La forêt n’était pas très étendue ; et bientôt je l’eus franchie, mais je ne vis ni village ni signe qu’il y en avait un. Par delà la forêt s’étirait une chaîne de collines et dans un col qui la traversait je vis une piste bien tracée. Je la suivis ; mais je ne vis pas de village, alors que le paysage s’étalait devant moi sur des kilomètres à la ronde. Les collines étaient entrecoupées de petits canyons et de vallées. C’était une région rude, là où on s’attendait le moins à trouver un village ; et donc j’abandonnai les recherches dans cette direction et tournai à nouveau le nez de mon appareil vers la plaine où Duare avait été capturée, comptant reprendre de là mes recherches dans une autre direction.

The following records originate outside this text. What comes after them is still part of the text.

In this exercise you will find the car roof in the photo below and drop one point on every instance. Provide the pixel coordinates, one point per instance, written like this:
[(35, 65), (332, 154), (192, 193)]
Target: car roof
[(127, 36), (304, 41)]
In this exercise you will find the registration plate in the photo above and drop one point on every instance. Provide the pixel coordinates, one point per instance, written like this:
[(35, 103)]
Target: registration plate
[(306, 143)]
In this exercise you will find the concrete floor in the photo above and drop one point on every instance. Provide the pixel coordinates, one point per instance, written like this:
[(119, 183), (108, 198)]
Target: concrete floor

Je volais toujours très bas, parcourant à nouveau le secteur que je venais de survoler, lorsque mon attention fut attirée par la silhouette d’un être humain qui traversait rapidement un plateau lisse. Descendant encore, je vis que c’était un homme. Il marchait très vite, jetant constamment des regards en arrière. Il n’avait pas aperçu l’appareil. Manifestement, il était trop préoccupé par ce qu’il y avait derrière lui, quoi que ce fût, et bientôt je vis ce que c’était – une de ces féroces créatures léonines d’Amtor, un tharban. Le fauve le traquait ; mais je savais qu’il chargerait bientôt, et je fis donc une rapide descente en piqué. Et je n’arrivai pas un instant trop tôt.

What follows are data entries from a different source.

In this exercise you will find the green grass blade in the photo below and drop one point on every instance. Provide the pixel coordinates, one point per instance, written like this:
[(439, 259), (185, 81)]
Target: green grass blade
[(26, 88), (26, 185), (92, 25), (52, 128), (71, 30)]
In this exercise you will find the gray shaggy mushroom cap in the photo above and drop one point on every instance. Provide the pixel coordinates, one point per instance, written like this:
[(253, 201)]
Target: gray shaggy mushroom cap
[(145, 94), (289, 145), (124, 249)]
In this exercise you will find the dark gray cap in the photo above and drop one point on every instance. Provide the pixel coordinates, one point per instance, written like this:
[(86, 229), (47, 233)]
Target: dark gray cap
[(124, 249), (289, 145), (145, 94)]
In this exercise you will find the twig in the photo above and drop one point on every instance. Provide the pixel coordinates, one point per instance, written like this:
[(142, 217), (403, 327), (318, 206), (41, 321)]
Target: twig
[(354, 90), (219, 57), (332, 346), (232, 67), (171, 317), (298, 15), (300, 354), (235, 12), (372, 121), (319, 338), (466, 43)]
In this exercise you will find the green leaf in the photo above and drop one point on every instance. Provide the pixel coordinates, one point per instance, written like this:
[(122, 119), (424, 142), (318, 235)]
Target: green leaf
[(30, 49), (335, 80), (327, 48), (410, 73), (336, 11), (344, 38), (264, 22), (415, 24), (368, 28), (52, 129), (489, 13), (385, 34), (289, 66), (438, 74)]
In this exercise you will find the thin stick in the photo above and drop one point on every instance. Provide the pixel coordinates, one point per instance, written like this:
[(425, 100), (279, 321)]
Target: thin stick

Lorsque le fauve chargea, l’homme se retourna pour l’affronter avec sa lance pitoyablement inadéquate, car il devait savoir que la fuite était inutile. J’avais sorti mon pistolet amtorien, chargé de mortels rayons R, et comme je redressais l’appareil juste au-dessus du tharban, évitant de peu de m’écraser, je le visai. Je crois que ce fut plus la chance que l’adresse qui me permit de le toucher ; et comme il roulait encore et encore sur le sol, je virai et atterris derrière lui. C’était le premier être humain que je voyais depuis la capture de Duare et je voulais l’interroger. Il était seul, armé. Seulement d’armes primitives et donc absolument en mon pouvoir.

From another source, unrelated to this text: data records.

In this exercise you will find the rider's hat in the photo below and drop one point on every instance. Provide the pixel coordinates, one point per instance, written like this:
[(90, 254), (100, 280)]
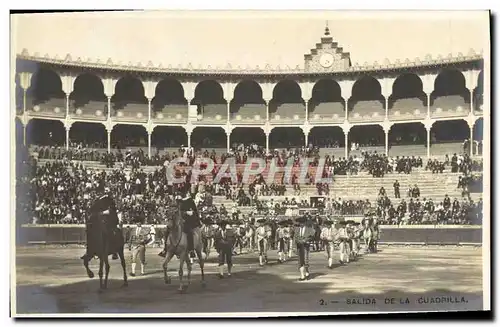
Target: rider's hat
[(283, 222)]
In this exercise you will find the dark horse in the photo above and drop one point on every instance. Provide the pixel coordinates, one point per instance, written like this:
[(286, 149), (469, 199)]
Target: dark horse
[(104, 239)]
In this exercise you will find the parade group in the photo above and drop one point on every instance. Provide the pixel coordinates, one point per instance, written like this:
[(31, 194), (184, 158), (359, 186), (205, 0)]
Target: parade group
[(72, 189)]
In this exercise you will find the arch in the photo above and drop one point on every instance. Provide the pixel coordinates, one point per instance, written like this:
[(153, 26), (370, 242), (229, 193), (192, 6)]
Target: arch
[(366, 89), (125, 135), (45, 132), (86, 88), (208, 92), (286, 137), (326, 91), (287, 100), (327, 137), (445, 131), (45, 85), (247, 100), (247, 135), (128, 90), (478, 92), (169, 137), (92, 135), (478, 131), (367, 135), (287, 91), (169, 91), (208, 137), (407, 134), (408, 86), (449, 82)]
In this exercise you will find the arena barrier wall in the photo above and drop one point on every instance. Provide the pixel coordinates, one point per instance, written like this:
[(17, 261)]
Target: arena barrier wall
[(396, 235)]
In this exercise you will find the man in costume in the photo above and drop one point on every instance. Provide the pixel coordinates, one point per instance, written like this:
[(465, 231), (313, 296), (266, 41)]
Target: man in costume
[(104, 205), (329, 235), (304, 234), (224, 241), (283, 240), (263, 232), (139, 238), (189, 214)]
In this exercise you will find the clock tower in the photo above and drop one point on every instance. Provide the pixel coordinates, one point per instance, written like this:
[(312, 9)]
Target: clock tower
[(327, 56)]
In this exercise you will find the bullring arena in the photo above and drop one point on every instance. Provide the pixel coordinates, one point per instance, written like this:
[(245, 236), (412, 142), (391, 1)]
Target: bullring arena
[(417, 123)]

J’ignore pourquoi il ne s’enfuit pas, car cet avion devait être une chose épouvantable à ses yeux ; mais il ne recula pas d’un pas, même quand je fis rouler l’appareil pour m’arrêter près de lui. Il se pouvait qu’il était simplement paralysé de frayeur. C’était un petit gaillard d’aspect assez insignifiant, qui portait un pagne si volumineux que l’on aurait presque dit une jupe courte. Autour de son cou se trouvaient plusieurs colliers de pierres et de perles colorées, tandis que des brassards, des bracelets et des anneaux de chevilles de facture similaire ornaient ses membres. Sa longue chevelure noire était enroulée en deux nœuds, un sur chaque tempe ; et ceux-ci étaient décorés de petites plumes colorées qui y étaient plantées comme des flèches dans une cible. Il portait une épée, une lance et un couteau de chasse.

Comme je descendais de l’appareil et m’approchais de lui, il recula, et son bras armé de la lance se tendit vers l’arrière de manière menaçante.

— Qui es-tu ? demanda-t-il. Je ne veux pas te tuer, mais si tu approches encore je devrai le faire. Que veux-tu ?

— Je ne veux pas te faire de mal, lui assurai-je.